Tomorrow begins the three (or apparently more) mile run in the running club and ohhh boy, I guess the question is why did I join the gym when Nike were going to provide the fitness work for me ahaha

Whoo another day gone and home is where I rest until the next day. Also something to note, I started playing Phoenix Wright Ace Attorney...probably should tell Foxx this and did the first level and seriously, the actions and movement of Mr What's his face (the witness) was weird and to top it all off when he ripped off his hair and threw it at my face I thought "what." But it's enjoyable so far and I hope I enjoy the rest of the game but if it's any good then I'm sure I will

Monday, 15 August 2011

…Still got my Nike boots

So here I was twenty minutes early with others who had arrived early as well, heart beating, sweat and just plain nervous about this but then again why wouldn't I be? I did think why am I nervous, I should be fine with this, I'm pretty sure things won't go bad, how can they? Yet I remain anxious about it all but at the same time, very excited.

After the introduction and them telling us the things they have planned on this induction period I can say I'm pretty hyped for all this, still nervous but I think the activities they have planned should settle me down some.

I think about it and I'm glad that I got turned down for other jobs because I wouldn't have ended up here, I still find it unbelievable that I beat 25,000 other applicants to get to this point and I still reflect at times on why exactly do they like me and why do they think I'm the best person for this job. I know I was confident in the presentation but really in the back of the mind I worry I'll be out of my depth but I calm myself again by thinking that I think this every single time and that there's no basis for me to truly believe this but here I am.

So with all the excitement and eagerness buzzing around I just need to step back and realise that this is a step to better things and that while I work here (hopefully for years to come) I will learn and become a better person and from what I can tell on the first day, I'm surrounded by good people which can only be a good thing.
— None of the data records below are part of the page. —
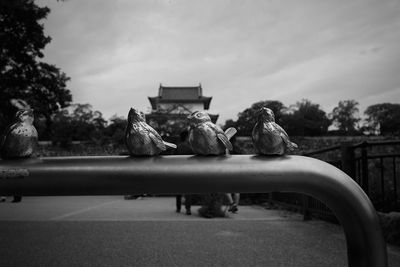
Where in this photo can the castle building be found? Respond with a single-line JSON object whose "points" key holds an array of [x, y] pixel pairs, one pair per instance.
{"points": [[172, 106]]}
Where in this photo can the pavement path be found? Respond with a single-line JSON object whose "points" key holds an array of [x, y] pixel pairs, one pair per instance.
{"points": [[111, 231]]}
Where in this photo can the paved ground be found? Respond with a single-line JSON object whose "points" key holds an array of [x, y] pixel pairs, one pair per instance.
{"points": [[110, 231]]}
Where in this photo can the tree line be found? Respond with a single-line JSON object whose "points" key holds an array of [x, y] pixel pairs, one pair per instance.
{"points": [[24, 75], [308, 119]]}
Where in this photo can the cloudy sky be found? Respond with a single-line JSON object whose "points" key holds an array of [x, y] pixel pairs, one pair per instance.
{"points": [[118, 52]]}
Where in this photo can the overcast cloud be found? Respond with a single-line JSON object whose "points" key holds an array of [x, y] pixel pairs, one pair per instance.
{"points": [[118, 52]]}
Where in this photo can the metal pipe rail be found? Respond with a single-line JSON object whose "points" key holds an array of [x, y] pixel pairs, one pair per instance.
{"points": [[117, 175]]}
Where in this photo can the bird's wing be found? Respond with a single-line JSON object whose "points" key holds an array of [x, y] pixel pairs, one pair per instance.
{"points": [[155, 137], [221, 136], [9, 129], [230, 132], [285, 137]]}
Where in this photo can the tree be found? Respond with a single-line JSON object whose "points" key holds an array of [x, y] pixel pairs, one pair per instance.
{"points": [[383, 118], [306, 119], [345, 116], [77, 123], [248, 118], [22, 75]]}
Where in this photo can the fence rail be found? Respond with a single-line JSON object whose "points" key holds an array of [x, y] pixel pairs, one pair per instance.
{"points": [[376, 172], [191, 174]]}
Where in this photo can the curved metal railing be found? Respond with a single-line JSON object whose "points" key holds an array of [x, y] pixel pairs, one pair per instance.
{"points": [[193, 174]]}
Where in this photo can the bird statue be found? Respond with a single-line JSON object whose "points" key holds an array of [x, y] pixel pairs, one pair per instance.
{"points": [[141, 139], [268, 137], [20, 138], [206, 138]]}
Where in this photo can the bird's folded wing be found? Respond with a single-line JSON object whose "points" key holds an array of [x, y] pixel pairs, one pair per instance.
{"points": [[225, 141], [168, 144], [156, 139]]}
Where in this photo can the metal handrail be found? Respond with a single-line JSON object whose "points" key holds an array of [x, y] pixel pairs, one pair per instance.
{"points": [[114, 175]]}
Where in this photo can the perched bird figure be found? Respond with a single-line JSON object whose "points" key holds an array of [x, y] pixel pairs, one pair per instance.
{"points": [[268, 137], [206, 138], [140, 138], [20, 138]]}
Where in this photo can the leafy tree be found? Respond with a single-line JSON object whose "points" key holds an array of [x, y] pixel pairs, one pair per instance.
{"points": [[22, 75], [306, 119], [77, 123], [345, 116], [248, 118], [114, 133], [383, 118]]}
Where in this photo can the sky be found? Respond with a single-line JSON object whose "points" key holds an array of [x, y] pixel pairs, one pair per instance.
{"points": [[118, 52]]}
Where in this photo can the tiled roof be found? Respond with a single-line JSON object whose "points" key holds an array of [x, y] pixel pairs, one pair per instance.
{"points": [[184, 94], [179, 93]]}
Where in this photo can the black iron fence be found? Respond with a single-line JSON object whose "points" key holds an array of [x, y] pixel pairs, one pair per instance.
{"points": [[373, 165]]}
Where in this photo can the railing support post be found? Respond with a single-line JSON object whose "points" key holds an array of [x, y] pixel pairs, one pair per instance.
{"points": [[120, 175], [364, 168]]}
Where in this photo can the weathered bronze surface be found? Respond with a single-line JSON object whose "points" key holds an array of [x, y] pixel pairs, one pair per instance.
{"points": [[140, 138], [120, 175], [205, 137], [268, 137], [20, 139]]}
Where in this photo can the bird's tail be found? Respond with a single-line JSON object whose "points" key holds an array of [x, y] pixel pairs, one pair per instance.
{"points": [[171, 145], [230, 132]]}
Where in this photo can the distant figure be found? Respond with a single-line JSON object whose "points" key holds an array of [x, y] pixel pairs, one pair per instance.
{"points": [[184, 149]]}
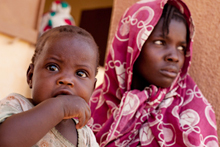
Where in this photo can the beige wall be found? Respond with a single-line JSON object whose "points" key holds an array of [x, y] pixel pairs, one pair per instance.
{"points": [[205, 68], [78, 5], [15, 56]]}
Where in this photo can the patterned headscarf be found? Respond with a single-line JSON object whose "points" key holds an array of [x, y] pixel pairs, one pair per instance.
{"points": [[59, 15], [175, 116]]}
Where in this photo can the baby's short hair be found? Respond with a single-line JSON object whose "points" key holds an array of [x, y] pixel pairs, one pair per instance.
{"points": [[66, 30]]}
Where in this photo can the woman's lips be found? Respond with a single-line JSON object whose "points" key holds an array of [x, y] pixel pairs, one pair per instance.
{"points": [[169, 72]]}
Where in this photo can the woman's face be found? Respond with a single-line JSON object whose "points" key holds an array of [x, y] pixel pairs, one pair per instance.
{"points": [[162, 57]]}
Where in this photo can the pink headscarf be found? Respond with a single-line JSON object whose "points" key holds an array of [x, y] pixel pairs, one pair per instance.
{"points": [[175, 116]]}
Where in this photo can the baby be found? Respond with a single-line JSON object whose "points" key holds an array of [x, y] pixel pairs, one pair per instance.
{"points": [[62, 79]]}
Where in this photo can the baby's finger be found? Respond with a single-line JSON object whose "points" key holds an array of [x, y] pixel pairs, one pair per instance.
{"points": [[81, 122]]}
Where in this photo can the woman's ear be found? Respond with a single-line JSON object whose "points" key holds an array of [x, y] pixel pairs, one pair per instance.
{"points": [[95, 83], [29, 75]]}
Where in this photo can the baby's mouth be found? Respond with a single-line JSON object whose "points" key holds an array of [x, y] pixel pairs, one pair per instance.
{"points": [[63, 92]]}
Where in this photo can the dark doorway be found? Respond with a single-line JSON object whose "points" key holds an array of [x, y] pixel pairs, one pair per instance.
{"points": [[97, 22]]}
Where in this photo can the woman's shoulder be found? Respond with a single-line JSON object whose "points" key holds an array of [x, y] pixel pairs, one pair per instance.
{"points": [[86, 137]]}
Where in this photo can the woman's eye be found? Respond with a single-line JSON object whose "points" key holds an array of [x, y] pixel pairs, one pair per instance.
{"points": [[158, 42], [82, 74], [52, 68]]}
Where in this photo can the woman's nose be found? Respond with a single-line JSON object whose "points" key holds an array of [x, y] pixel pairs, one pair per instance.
{"points": [[172, 55], [65, 81]]}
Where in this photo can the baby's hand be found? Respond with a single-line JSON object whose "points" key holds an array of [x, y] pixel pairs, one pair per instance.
{"points": [[75, 106]]}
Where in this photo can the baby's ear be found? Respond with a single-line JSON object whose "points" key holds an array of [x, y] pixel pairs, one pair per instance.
{"points": [[30, 74]]}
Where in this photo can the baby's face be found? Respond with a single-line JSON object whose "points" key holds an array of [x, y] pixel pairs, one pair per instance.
{"points": [[66, 66]]}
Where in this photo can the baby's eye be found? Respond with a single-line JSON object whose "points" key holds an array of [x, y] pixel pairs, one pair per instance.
{"points": [[181, 48], [158, 42], [82, 74], [52, 68]]}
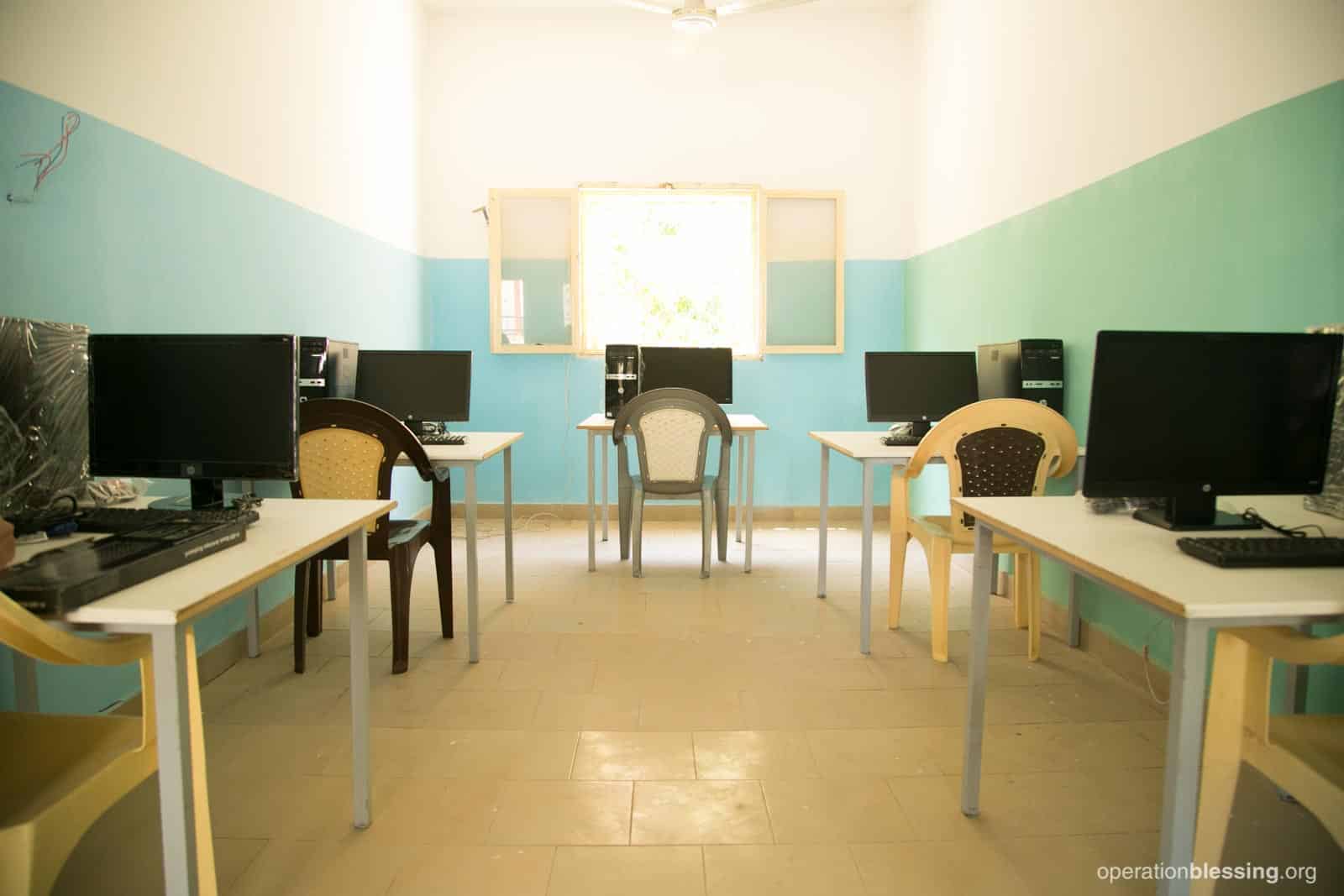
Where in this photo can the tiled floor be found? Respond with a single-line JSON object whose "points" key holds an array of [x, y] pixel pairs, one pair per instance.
{"points": [[676, 735]]}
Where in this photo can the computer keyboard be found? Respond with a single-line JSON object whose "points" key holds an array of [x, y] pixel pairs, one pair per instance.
{"points": [[443, 438], [1265, 551], [118, 520]]}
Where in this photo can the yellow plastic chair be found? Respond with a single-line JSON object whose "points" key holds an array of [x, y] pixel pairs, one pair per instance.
{"points": [[60, 773], [1301, 754], [1000, 448]]}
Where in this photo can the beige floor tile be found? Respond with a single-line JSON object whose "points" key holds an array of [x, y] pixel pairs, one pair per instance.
{"points": [[781, 871], [835, 810], [612, 755], [699, 812], [620, 871], [753, 755], [577, 813]]}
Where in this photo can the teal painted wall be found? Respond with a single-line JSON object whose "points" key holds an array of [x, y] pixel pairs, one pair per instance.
{"points": [[131, 237], [546, 396], [1238, 230]]}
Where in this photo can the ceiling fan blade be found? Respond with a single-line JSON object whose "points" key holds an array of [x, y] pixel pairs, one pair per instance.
{"points": [[756, 6]]}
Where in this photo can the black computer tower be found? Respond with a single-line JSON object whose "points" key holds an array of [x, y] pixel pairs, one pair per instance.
{"points": [[622, 376], [1028, 369], [327, 367]]}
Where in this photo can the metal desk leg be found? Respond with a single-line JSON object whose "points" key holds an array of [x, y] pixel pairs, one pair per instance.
{"points": [[741, 448], [822, 523], [974, 732], [474, 636], [606, 501], [1184, 743], [358, 553], [508, 523], [866, 564], [591, 520], [746, 566]]}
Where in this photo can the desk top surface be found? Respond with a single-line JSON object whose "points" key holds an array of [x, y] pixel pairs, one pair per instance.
{"points": [[480, 446], [288, 531], [743, 422], [1144, 560]]}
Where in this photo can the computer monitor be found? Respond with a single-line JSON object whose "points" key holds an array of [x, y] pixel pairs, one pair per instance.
{"points": [[705, 369], [194, 407], [918, 387], [1189, 417], [417, 387]]}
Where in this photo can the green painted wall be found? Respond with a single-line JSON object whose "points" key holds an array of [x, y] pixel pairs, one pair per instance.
{"points": [[1238, 230]]}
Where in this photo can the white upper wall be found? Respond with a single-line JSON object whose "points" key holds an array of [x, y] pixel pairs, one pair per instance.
{"points": [[1023, 101], [812, 97], [308, 100]]}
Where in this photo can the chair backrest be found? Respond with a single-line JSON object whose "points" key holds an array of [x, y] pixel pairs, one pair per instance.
{"points": [[347, 450], [672, 427], [999, 448]]}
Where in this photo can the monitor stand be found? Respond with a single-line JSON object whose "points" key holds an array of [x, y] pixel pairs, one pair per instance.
{"points": [[1194, 513], [205, 495]]}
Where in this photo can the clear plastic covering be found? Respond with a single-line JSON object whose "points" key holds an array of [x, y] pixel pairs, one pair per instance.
{"points": [[44, 412], [1331, 500]]}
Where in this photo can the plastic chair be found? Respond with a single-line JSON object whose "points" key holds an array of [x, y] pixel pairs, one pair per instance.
{"points": [[347, 450], [1303, 754], [62, 773], [672, 429], [1000, 448]]}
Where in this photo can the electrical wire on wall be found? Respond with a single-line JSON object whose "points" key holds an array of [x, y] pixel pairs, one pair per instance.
{"points": [[46, 163]]}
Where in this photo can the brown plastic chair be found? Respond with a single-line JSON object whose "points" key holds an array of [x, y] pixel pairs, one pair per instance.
{"points": [[347, 450], [1000, 448]]}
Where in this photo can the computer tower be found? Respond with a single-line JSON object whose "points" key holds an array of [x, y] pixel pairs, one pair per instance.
{"points": [[1028, 369], [622, 376], [327, 367]]}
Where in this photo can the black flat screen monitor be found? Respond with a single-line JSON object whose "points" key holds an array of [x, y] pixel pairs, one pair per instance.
{"points": [[705, 369], [417, 387], [194, 407], [1189, 417], [918, 387]]}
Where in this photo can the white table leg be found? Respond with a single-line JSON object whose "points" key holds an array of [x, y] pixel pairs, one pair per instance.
{"points": [[24, 683], [1184, 745], [866, 564], [746, 566], [591, 520], [358, 553], [741, 452], [176, 794], [508, 521], [253, 610], [474, 636], [822, 524], [606, 503], [974, 732]]}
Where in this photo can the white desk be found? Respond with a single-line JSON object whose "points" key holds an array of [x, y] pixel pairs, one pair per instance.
{"points": [[1142, 562], [165, 607], [479, 448], [598, 429]]}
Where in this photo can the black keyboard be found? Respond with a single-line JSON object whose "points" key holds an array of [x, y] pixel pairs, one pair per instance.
{"points": [[62, 579], [1267, 551], [443, 438], [118, 520]]}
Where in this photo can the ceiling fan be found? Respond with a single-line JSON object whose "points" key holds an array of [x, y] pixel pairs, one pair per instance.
{"points": [[696, 16]]}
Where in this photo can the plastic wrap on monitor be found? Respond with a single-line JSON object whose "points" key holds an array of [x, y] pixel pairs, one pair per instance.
{"points": [[44, 412], [1331, 500]]}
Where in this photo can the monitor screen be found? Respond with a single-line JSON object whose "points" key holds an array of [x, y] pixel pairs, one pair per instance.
{"points": [[1210, 412], [906, 387], [417, 387], [705, 369], [201, 407]]}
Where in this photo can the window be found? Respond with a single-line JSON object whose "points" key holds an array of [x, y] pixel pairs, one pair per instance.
{"points": [[573, 270]]}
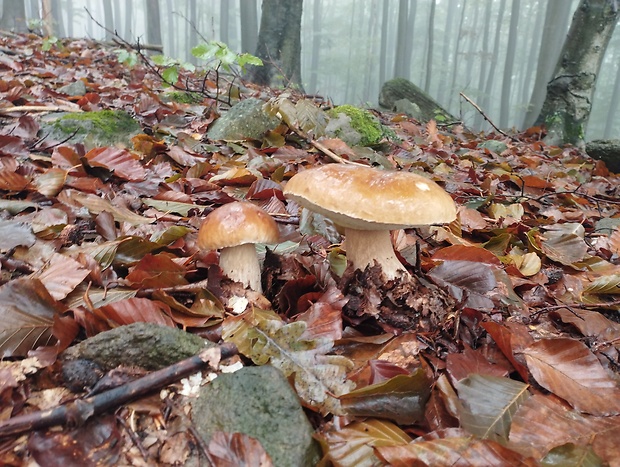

Another thing I notice is that a lot of these people are the completion of everything that I didn't finish, I had an interest in dance, there's someone was a dance teacher, I had an interest in basketball, there's someone who plays high level basketball, I had an interest in writing and th- you get the picture.

“So name something interesting about yourself.”

Ohhh boy, I hate that because I can never think of anything interesting even though that maybe there are things that others would find interesting but for me, I find it nothing to be excited about and then I end up giving the most boring aspect of me. But I don't stress as it'll come with time that things will be found out about me, maybe interesting things but for now I'm just chilled and taking in my surroundings.

So after the morning and rota's and everything it was time for the afternoon session and more lectures but it wasn't the boring kind as it was quite engaging and interesting.

Then of course we had a group task which me and my team won so I'm pleased at that because I genuinely don't lose on tasks like this though I was disappointed with second place on the clap, knee, stamp task but you can't win them all. Ah well

So I'm prepared for tomorrow and whatever it brings but it never ceases to amaze me the fact that I'm here.

Also, LeBron James! That's pretty amazing.